28日、YouTubeチャンネル「ホットイシュージ」では、「幼稚園教諭イ・ミンジ先生の春(feat.蚊)」と題したフェイクドキュメンタリー動画が公開された。過去に話題を呼んだシリーズの続編で、イ・スジは今回もイ・ミンジ役として自然体の演技を見せている。

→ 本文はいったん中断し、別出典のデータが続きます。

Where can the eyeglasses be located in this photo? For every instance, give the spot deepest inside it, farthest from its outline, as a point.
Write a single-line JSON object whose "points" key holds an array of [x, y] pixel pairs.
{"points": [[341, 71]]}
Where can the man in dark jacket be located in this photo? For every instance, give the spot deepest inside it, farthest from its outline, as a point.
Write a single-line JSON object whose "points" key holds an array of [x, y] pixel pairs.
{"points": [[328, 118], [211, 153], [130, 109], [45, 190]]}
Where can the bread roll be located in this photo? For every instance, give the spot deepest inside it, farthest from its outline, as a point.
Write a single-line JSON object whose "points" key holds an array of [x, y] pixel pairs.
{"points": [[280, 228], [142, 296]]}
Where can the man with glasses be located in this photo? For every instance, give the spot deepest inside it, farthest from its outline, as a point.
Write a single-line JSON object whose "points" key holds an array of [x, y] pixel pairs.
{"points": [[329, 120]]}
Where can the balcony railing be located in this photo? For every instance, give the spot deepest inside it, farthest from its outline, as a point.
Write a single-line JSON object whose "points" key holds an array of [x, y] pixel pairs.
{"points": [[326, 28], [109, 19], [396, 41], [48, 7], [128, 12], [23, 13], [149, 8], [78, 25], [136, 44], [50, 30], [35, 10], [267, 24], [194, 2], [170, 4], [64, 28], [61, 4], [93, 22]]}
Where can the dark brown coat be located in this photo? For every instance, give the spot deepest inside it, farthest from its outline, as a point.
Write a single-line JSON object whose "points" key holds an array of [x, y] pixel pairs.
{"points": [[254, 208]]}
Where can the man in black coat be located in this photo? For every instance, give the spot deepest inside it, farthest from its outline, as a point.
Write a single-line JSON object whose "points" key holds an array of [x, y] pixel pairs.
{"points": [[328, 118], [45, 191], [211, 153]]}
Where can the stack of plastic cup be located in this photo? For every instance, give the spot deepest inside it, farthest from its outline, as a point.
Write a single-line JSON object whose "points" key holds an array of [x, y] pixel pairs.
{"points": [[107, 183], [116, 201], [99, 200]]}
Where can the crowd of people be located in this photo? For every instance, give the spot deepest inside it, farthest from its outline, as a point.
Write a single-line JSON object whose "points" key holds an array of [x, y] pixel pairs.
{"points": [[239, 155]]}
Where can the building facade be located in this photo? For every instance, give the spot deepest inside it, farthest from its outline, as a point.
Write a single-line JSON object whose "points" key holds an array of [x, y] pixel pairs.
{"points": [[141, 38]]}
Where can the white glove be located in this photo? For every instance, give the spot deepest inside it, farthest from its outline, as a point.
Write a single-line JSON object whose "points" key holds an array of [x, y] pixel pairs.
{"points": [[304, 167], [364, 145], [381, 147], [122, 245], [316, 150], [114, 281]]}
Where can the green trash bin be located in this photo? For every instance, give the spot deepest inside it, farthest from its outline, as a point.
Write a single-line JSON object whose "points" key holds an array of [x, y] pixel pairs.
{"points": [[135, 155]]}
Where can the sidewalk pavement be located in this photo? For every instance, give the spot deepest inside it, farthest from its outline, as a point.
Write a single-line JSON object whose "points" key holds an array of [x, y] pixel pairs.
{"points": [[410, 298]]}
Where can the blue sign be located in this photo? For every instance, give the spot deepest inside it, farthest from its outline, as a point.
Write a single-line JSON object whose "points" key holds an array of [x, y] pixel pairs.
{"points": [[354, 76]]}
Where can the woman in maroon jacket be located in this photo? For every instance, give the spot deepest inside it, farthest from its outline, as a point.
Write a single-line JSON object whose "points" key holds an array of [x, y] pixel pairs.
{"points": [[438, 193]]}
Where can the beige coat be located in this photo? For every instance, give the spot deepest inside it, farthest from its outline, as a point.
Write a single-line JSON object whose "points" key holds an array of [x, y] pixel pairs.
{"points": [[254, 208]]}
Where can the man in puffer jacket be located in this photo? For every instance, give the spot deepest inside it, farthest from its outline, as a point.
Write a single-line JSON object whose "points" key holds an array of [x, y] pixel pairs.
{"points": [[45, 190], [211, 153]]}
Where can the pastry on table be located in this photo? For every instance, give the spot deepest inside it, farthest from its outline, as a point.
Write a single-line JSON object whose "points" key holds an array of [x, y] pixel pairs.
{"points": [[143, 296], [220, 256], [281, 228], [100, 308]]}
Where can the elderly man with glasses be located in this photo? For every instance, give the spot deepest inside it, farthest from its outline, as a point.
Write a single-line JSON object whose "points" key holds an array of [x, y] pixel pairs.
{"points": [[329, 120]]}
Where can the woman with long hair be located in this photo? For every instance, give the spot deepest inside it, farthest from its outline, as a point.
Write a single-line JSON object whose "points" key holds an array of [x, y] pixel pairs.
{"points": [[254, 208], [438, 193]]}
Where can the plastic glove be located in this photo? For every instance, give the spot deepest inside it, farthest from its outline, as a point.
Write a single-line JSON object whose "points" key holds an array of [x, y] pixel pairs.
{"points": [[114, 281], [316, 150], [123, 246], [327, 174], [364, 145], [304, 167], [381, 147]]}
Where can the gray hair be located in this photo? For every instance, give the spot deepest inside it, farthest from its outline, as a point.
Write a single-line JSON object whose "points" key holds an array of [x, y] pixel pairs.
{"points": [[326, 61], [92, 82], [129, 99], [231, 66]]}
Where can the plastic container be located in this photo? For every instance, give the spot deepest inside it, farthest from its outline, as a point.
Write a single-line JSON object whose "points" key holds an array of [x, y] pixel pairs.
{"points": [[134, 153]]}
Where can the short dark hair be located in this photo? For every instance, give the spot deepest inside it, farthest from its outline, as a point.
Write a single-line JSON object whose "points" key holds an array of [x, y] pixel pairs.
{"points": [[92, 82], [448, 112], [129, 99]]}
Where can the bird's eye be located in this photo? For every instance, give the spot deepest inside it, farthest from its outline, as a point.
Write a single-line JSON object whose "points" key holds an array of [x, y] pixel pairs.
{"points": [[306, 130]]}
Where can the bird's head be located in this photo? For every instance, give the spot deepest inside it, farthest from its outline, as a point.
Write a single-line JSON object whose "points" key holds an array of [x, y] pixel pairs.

動画は冒頭から細かな設定が光る。衣装について問われると「保護者の好みに合わせて変えている」と答え、現場の空気をリアルににじませている。

中でも印象的なのが保護者面談の場面だ。ある保護者が「子どもの話では先生がじゃんけんで勝ったらしい」と不満を示すと、「子どもたちの気持ちを考えて、いつも引き分けにしている」と説明した。それでも保護者は「それではうちの子がうそをついたことになるのか」と食い下がり、防犯カメラの確認にまで言及した。過度なクレーム対応の実情を切り取った場面といえる。

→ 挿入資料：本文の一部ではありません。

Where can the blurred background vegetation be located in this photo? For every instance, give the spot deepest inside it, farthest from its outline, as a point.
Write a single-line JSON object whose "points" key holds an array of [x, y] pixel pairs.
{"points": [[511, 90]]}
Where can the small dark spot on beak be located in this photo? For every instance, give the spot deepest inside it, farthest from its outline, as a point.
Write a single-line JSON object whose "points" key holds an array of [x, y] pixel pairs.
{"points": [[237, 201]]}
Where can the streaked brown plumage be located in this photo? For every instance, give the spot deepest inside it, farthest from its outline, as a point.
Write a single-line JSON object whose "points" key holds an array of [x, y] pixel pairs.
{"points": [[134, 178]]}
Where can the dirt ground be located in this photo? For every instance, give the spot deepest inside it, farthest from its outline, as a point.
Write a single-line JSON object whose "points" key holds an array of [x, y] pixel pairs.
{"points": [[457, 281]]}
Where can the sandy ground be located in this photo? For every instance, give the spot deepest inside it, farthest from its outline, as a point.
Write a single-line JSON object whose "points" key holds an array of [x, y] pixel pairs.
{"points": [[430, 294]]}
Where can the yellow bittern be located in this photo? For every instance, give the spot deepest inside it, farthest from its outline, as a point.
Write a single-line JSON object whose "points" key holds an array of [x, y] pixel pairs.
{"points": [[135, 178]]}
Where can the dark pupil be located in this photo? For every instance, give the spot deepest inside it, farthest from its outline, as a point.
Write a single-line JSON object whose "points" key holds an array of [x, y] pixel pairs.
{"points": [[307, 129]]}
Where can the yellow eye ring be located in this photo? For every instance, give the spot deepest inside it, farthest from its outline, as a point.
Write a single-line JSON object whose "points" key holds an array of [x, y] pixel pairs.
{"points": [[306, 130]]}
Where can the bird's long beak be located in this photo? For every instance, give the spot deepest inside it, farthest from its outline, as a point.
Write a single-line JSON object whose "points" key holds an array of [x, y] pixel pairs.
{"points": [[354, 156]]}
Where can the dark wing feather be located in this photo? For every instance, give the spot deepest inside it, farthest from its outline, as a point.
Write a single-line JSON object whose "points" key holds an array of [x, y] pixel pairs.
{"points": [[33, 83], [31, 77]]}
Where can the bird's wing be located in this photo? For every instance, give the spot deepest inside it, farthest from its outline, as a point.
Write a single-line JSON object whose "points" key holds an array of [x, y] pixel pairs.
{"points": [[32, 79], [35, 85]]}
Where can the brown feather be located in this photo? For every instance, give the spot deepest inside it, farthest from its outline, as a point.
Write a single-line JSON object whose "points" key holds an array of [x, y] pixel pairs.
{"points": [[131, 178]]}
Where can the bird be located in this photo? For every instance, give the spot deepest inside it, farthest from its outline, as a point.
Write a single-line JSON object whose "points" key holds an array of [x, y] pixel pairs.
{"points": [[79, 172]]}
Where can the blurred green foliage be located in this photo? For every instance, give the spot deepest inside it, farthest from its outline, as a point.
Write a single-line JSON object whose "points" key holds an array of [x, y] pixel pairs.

屋外活動では、子どもたちの写真を撮るため地面を這うように動き回り、「インスタ映え」を意識した撮影にこだわる姿が描かれた。保護者に送る写真一枚にも気を配る教諭の様子を、ユーモラスに表現している。
運動会の場面では「声を出さない応援」が登場する。応援しているように見せつつ口だけを動かす設定で、「騒音への苦情を避けるため」という理由が添えられている。さらに勝敗を設けず、全員を1位とする演出も加わり、教育現場の変化を皮肉交じりに描いている。

終盤では、子どもが蚊に刺されたことをきっかけに、「救急車を呼んでほしい」と大げさに反応する。「かゆくてたまらない」と騒ぎながら電気式の蚊取りラケットを手に走り回る姿が、笑いとともに過剰対応の空気を浮き彫りにしている。
動画公開後は「再現度が高すぎる」「笑えるが考えさせられる」「現場の大変さが伝わる」といった声が相次いだ。実体験と重ね合わせた共感の声も広がっている。